Basic optimising and profiling
Optimising
Before executing a long job, be sure you've optimised it.
There are trade-offs between speed, program size, code readability and portability
when you optimise the code, but you can sometimes obtain large benefits without
unpleasant side-effects by
- reducing the size of inmost nested loop bodies
- reviewing the choice of number-crunching algorithms (for sorting, searching, matrix multiplication, etc)
- reviewing how values are passed to function - by value or by reference? If you're passing very large items by value, memory requirements (and hence time requirements) increase
Note that in recent years CPU speeds have risen faster than memory speeds, so your bottlenecks may well be memory-related.
If you're using fortran or C/C++ look through the optimisation options of the compiler carefully! Use "man g++" to read about the C++ compiler, and "man g77" to read about the fortran compiler
- Fortran - the gfortran compiler has many optimisation-related options. Use gfortran -O to enable most of the optimisation features.
- C++ - Use the Standard Library routines in preference to your own - they're likely to be safer and faster.
Especially if you're using templates, compiler optimising will
make a lot of difference.
The g++ compiler has dozens of optimisation options that can be selected individually. Using the -O3 option switches on the most aggresive methods. Note however that optimisation can make a program fail that was (fortuitously) working.
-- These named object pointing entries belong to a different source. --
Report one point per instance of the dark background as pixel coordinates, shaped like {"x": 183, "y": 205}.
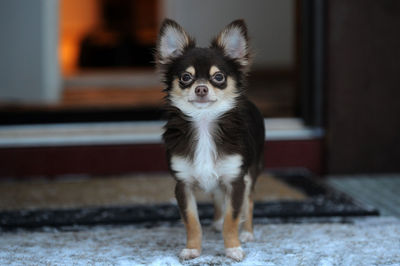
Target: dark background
{"x": 362, "y": 86}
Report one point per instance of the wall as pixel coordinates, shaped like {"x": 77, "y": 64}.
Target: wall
{"x": 28, "y": 51}
{"x": 363, "y": 97}
{"x": 271, "y": 24}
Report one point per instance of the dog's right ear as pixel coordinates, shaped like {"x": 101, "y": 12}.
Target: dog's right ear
{"x": 172, "y": 42}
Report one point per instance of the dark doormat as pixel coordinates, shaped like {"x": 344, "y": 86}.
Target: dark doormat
{"x": 321, "y": 201}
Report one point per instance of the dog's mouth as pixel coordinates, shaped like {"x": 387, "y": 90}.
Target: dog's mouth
{"x": 202, "y": 100}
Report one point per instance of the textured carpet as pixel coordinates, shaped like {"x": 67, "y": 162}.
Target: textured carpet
{"x": 367, "y": 241}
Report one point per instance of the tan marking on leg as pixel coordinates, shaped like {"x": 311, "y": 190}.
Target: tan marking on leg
{"x": 231, "y": 229}
{"x": 218, "y": 201}
{"x": 248, "y": 205}
{"x": 193, "y": 232}
{"x": 248, "y": 223}
{"x": 192, "y": 224}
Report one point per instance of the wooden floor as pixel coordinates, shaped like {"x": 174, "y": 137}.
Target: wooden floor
{"x": 111, "y": 191}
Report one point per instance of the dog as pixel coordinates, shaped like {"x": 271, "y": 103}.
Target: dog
{"x": 214, "y": 136}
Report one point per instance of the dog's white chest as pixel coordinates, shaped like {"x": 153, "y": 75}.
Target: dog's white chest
{"x": 206, "y": 169}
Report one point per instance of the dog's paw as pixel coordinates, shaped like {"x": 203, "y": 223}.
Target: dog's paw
{"x": 217, "y": 225}
{"x": 246, "y": 236}
{"x": 188, "y": 254}
{"x": 235, "y": 253}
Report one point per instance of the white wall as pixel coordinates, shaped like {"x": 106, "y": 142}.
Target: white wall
{"x": 270, "y": 22}
{"x": 29, "y": 69}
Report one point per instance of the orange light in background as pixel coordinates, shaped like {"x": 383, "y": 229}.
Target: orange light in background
{"x": 77, "y": 18}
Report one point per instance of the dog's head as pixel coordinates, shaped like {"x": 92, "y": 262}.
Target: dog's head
{"x": 202, "y": 80}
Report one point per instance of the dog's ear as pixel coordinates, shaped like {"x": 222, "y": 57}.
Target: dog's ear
{"x": 233, "y": 40}
{"x": 172, "y": 41}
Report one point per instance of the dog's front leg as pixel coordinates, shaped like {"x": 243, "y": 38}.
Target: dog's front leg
{"x": 233, "y": 203}
{"x": 188, "y": 209}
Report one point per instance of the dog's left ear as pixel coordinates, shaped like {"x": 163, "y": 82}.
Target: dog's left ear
{"x": 233, "y": 40}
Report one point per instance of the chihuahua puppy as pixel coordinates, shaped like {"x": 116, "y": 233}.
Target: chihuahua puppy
{"x": 214, "y": 136}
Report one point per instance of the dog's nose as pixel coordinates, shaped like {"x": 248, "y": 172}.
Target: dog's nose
{"x": 201, "y": 90}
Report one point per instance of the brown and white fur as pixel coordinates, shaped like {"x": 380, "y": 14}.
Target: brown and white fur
{"x": 214, "y": 136}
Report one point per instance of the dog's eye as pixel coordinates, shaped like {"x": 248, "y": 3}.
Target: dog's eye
{"x": 218, "y": 77}
{"x": 186, "y": 78}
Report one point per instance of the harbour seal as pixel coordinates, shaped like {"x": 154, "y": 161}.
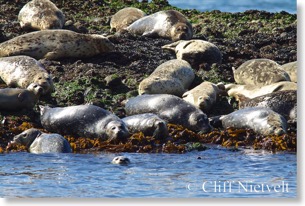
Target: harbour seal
{"x": 203, "y": 96}
{"x": 259, "y": 72}
{"x": 56, "y": 44}
{"x": 172, "y": 77}
{"x": 170, "y": 108}
{"x": 121, "y": 160}
{"x": 250, "y": 91}
{"x": 41, "y": 15}
{"x": 150, "y": 124}
{"x": 39, "y": 142}
{"x": 14, "y": 99}
{"x": 195, "y": 52}
{"x": 292, "y": 70}
{"x": 169, "y": 24}
{"x": 261, "y": 120}
{"x": 124, "y": 17}
{"x": 282, "y": 102}
{"x": 83, "y": 120}
{"x": 21, "y": 71}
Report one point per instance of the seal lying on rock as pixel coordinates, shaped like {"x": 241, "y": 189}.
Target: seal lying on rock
{"x": 83, "y": 120}
{"x": 39, "y": 142}
{"x": 124, "y": 17}
{"x": 21, "y": 71}
{"x": 172, "y": 77}
{"x": 249, "y": 91}
{"x": 148, "y": 123}
{"x": 292, "y": 69}
{"x": 56, "y": 44}
{"x": 170, "y": 108}
{"x": 41, "y": 15}
{"x": 259, "y": 72}
{"x": 14, "y": 99}
{"x": 282, "y": 102}
{"x": 169, "y": 24}
{"x": 195, "y": 52}
{"x": 261, "y": 120}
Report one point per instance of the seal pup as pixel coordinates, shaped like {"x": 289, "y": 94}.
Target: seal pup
{"x": 203, "y": 96}
{"x": 124, "y": 17}
{"x": 168, "y": 24}
{"x": 261, "y": 120}
{"x": 250, "y": 91}
{"x": 282, "y": 102}
{"x": 83, "y": 120}
{"x": 195, "y": 52}
{"x": 292, "y": 70}
{"x": 38, "y": 142}
{"x": 41, "y": 15}
{"x": 170, "y": 108}
{"x": 150, "y": 124}
{"x": 13, "y": 99}
{"x": 121, "y": 160}
{"x": 56, "y": 44}
{"x": 21, "y": 71}
{"x": 259, "y": 72}
{"x": 172, "y": 77}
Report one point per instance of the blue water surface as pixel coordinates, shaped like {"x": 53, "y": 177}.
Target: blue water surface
{"x": 150, "y": 175}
For example, using the +Onoinitcheck will mean that variables won't be initialised to 0 automatically unless the C++ specification says so.
- matlab - See the Using Matlab handout and the Matlab help page for some efficiency tips. Vectorisation and the use of sparse arrays can make a huge difference (orders of magnitude) to the size and speed of the resulting application. Check the Matlab Vectorisation Tricks page for details.
Profiling
If the program still runs slower than you expect (or rather, hope!) then it may be useful to profile it to give you a better idea of where you should concentrate your energy.
- - If you have an f90 program called crunch.f90 you can
find out how many times each routine is called and how long the
routine takes to run by using gprof.
You need to do something like
gfortran -pg -ocrunch crunch.f90 ./crunch gprof crunch
This produces a lot of output. The most important information is at the start. Typing "gprof | more" instead of just "gprof" will ease readability. - C++ - If you have a C++ program called crunch.cc you can
find out how many times each routine is called and how long the
routine takes to run by using gprof.
You need to do something like
g++ -pg -ocrunch crunch.cc crunch gprof
This produces a lot of output. The most important information is at the start. - matlab -
Before you start spending a lot of time on optimising it's useful to
find out where the main bottlenecks are. The profile command
can do this for you, providing text or graphical output. For example,
this is how you could profile a matlab routine called spdemo.m
profile on spdemo profile plot profile off
Within the department one particular diagnostic session led to a speedup of 3000 times (to several hours to several seconds) when it turned out that the same huge .mat file was being unintentionally loaded on every iteration of a loop.
Code coverage
It can be useful to know how many times each line of source code was run. If you put the following C++ code into foo.cc
int main() { for (int i=0;i<5;i++) if (i>3) return 0; int j=7; }
and run
g++ -fprofile-arcs -ftest-coverage foo.cc ./a.out gcov foo.cc
the output will be
File 'foo.cc' Lines executed:80.00% of 5 foo.cc:creating 'foo.cc.gcov'
and foo.cc.gcov will contain
-: 0:Source:foo.cc -: 0:Graph:foo.gcno -: 0:Data:foo.gcda -: 0:Runs:1 -: 0:Programs:1 1: 1:int main() { 5: 2: for (int i=0;i<5;i++) 5: 3: if (i>3) 1: 4: return 0; #####: 5: int j=7; -: 6:}
showing that line 4 was reached once and line 5 never reached. Such information can be useful when deciding where to concentrate on optimising.